Recebi um e-mail de uma leitora criticando a omissão de Le mépris (1963) no especial destinado a Godard aqui no site. A moça argumentou que “frente aos demais filmes escolhidos, Mérpis mostra a cooperação entre dois gênios do cinema – Lang e JLC. Frente a filmes como Nostre Musique, confesso que fiquei surpreendida com sua escolha”.

Ao mesmo tempo em que concordo integralmente com o que ela expressou, aproveito o momento para uma rápida defesa.

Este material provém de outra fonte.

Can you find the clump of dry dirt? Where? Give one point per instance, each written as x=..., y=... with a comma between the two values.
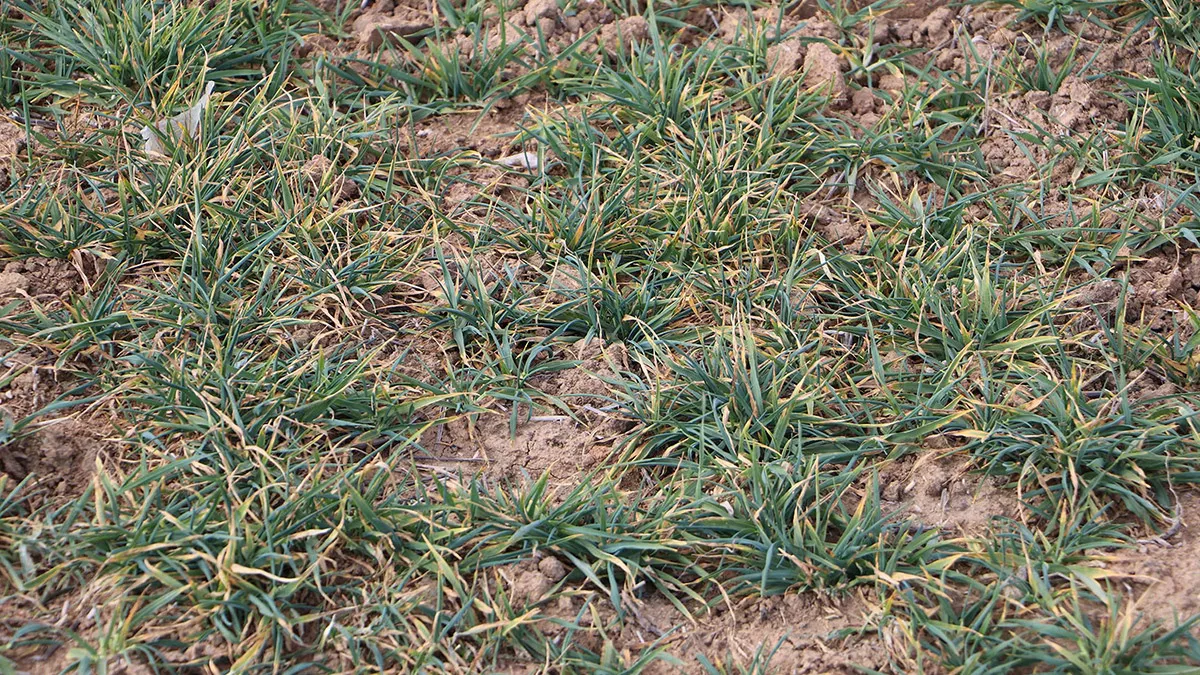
x=939, y=490
x=547, y=440
x=42, y=279
x=341, y=189
x=1161, y=287
x=60, y=455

Godard teve a década na 1960 o começo e auge de sua carreira, fato raro para a esmagadora maioria dos seus colegas de profissão. Optei por Notre musique pelo fato de explorar uma imagem bastante diferente de tudo o que o francês quis levar as telas na última década. Também considero seu filme mais fraco e menos chamativo. Ainda assim, em breve prometo trazer uma análise de Le mépris.

Godard sempre gostou de inovar. Isto não é novidade para ninguém. Em Notre musique (Nossa Música, no Brasil), ele deixa de lado suas refinadas técnicas para contar uma história divida em uma estrutura semelhante a que é apresentada por Dante em sua Divina Comédia. Acho que as divisões no roteiro podem ajudar ou prejudicar muito a continuidade do filme, tendo em vista sua temática. O filme Candy (2006), por exemplo, mostra um drama relativamente simples, mas a divisão do argumento deu um toque refinado a história. Mas Musique faz o contrário.

De vez em quando, os filmes de Jean Luc mostram pensadores reais interferindo diretamente no andamento do roteiro: aconteceu em Le mérpis, como citou a leitora e aconteceu de forma impactante em Vivre sa vie: Film en douze tableaux. Neste longa, o próprio francês dá seus pitacos sobre violência, guerra, ética e põe o dedo no conflito entre Israel – Palestina.

Inferno: várias cenas da guerra, alternadas em tomadas de filmes e gravações reais. Purgatório e Paraíso: discussões variadas sobre vários temas com a participação de Jean Luc Godard em Sarajevo. O maior problema de Notre musique é não ter um foco. As discussões são tão abertas que o filme acaba sem que o espectador compreenda o que foi explorado nos 80 minutos de filme.

Não tenho nenhuma dúvida de que um resultado bem melhor poderia ser alcançado com um documentário.